Critique : La Saison du diable

1979. Au plus fort de la loi martiale instaurée par le président Marcos, quelques villageois rebelles tentent de résister …

La Saison du diable
Philippines, 2018
De Lav Diaz

Sortie : 25/07/2018

Note : 

« Toute santé mentale va bientôt disparaitre » nous prévient l’un des personnages de La Saison du diable, cauchemar hébété d’une lenteur radicale, sur lequel pèse une menace infernale. La jungle des films de Lav Diaz (lire notre entretien) a toujours eu l’air plus ou moins hantée. Elle l’est ici très concrètement, à la fois par les miliciens de Marcos et par des créatures mythologiques. Ceux-ci se confondent d’ailleurs, dans un geste allégorique déjà utilisé avec talent par le cinéaste dans l’incroyable From What is Before. Face à cette double menace, prisonniers d’une forêt dont la légende dit qu’elle peut avaler les hommes et leurs secrets, une poignée de villageois rebelles tentent de rester en vie et de lutter.

Mais comment ne pas devenir fou quand les soldats possèdent plus d’un visage, prennent les traits des créatures monstrueuses, et s’expriment dans un langage imaginaire ? Comment rester sûr de qui l’on est quand la frontière entre animaux, démons et humains est volontairement estompée? Racontée par Lav Diaz, la dictature de Marcos est faite de fusillades, viols et tortures, mais pas seulement. Elle est aussi faite de terreur psychologique, où le pouvoir en place cherche à imposer de nouvelles croyances, de nouvelles idoles, fait reculer les frontières du réel. La tragédie est plongée dans les ténèbres au sens propre comme au sens figuré.

Il y a pourtant moins de magie et de surnaturel dans La Saison du diable qu’on ne pourrait le croire. On n’y retrouve pas toujours la dimension épique et mythique qui emportait même des récits aussi concrets que celui de La Femme qui est partie par exemple. Ce dernier Lav Diaz est en quelque sorte un peu plus âpre, peut-être même un peu plus difficile d’accès. C’est qu’après avoir déjà montré par le passé le pandémonium et le bestiaire de cette dictature, il se focalise ici progressivement sur ce qui se passe derrière cet écran de fumée. Quand les rebelles sont tous sacrifiés, quand il ne reste plus personne pour croire aux leurres de Marcos, que reste-il à montrer sinon la misère, la folie, un enfer des plus concrets ? On peut trouver que La Saison du diable perd en richesse métaphorique, mais la démarche de Lav Diaz est toujours d’être à la fois un conteur et un éducateur. Le carton à l’ouverture du film l’annonce d’emblée : ce que nous allons voir est un conte, mais également un hommage à de véritables camarades du cinéaste tombés pendant la rébellion.
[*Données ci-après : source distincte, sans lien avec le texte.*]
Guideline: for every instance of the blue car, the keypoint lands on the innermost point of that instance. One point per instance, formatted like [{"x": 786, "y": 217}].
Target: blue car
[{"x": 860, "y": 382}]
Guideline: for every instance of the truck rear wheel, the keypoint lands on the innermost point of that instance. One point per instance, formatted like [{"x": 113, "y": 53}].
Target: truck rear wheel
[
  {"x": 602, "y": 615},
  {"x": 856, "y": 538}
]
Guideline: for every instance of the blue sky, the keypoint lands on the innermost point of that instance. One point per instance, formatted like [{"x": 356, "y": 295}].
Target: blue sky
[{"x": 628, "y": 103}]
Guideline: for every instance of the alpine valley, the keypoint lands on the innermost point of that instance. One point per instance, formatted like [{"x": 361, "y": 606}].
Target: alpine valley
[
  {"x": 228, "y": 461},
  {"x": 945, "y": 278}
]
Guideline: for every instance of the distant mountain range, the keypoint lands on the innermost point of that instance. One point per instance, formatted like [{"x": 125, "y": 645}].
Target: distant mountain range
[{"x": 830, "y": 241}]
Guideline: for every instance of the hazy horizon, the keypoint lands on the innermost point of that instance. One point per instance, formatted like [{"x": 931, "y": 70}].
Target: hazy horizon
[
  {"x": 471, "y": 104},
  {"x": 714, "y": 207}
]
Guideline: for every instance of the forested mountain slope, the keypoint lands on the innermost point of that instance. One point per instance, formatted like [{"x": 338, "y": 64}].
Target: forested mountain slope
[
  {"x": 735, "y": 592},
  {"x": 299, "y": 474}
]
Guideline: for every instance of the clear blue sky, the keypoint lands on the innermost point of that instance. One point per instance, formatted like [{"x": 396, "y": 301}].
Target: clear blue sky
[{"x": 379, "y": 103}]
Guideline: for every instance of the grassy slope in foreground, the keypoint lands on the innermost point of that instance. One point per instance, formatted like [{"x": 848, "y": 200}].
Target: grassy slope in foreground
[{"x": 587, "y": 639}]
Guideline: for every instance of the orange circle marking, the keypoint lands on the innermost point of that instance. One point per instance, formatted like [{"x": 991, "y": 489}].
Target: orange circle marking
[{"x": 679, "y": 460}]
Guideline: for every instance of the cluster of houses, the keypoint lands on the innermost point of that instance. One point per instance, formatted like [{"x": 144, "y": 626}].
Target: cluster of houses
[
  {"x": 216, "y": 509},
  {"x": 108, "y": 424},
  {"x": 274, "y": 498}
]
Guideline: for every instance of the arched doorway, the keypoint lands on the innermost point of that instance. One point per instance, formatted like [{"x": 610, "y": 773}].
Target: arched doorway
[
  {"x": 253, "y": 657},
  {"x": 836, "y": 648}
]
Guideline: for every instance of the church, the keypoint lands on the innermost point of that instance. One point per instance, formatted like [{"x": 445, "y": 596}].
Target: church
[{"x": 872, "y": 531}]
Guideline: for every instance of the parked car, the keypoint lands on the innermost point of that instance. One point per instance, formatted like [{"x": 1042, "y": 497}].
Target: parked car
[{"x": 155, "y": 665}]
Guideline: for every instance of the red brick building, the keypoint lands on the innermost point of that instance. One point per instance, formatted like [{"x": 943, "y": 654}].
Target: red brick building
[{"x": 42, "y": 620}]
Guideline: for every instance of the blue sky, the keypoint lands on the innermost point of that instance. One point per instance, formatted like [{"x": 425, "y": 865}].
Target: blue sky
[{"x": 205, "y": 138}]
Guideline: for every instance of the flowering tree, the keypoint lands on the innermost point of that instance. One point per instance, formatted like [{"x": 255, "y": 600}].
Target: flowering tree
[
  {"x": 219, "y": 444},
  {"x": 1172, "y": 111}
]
Même façon d’utiliser les métaphores pour mieux aborder le réel, même étirement du temps qui passe pourtant comme un rêve, même magie de se perdre dans des compositions hallucinées en noir et blanc, d’une beauté unique. Et pourtant, d’une certaine manière, La Saison du diable est encore plus radical que les films précédents du cinéaste. Ce qui n’est pas peut dire. Ces 3h53 sont en effet presque entièrement dépourvues de dialogues. Ou plutôt : les dialogues ont tous été remplacés par des chansons. Des chants a capella aux allures improvisées, des complaintes en forme de mantras tristes, répétés jusqu’à l’angoisse, la frustration. Un simple leitmotiv en forme de « la la la », à la fois comptine absurde et invocation maléfique, suffit à amener la terreur dans chaque scène où on l’entend. Ovni parmi les ovnis, le résultat est parfois irritant mais toujours stupéfiant. Parfois au bord du rire, mais comme les plus grands artistes, Lav Diaz se moque de prendre par moment l’éventuel risque du ridicule, il sait que c’est le chemin le plus sûr vers le sublime.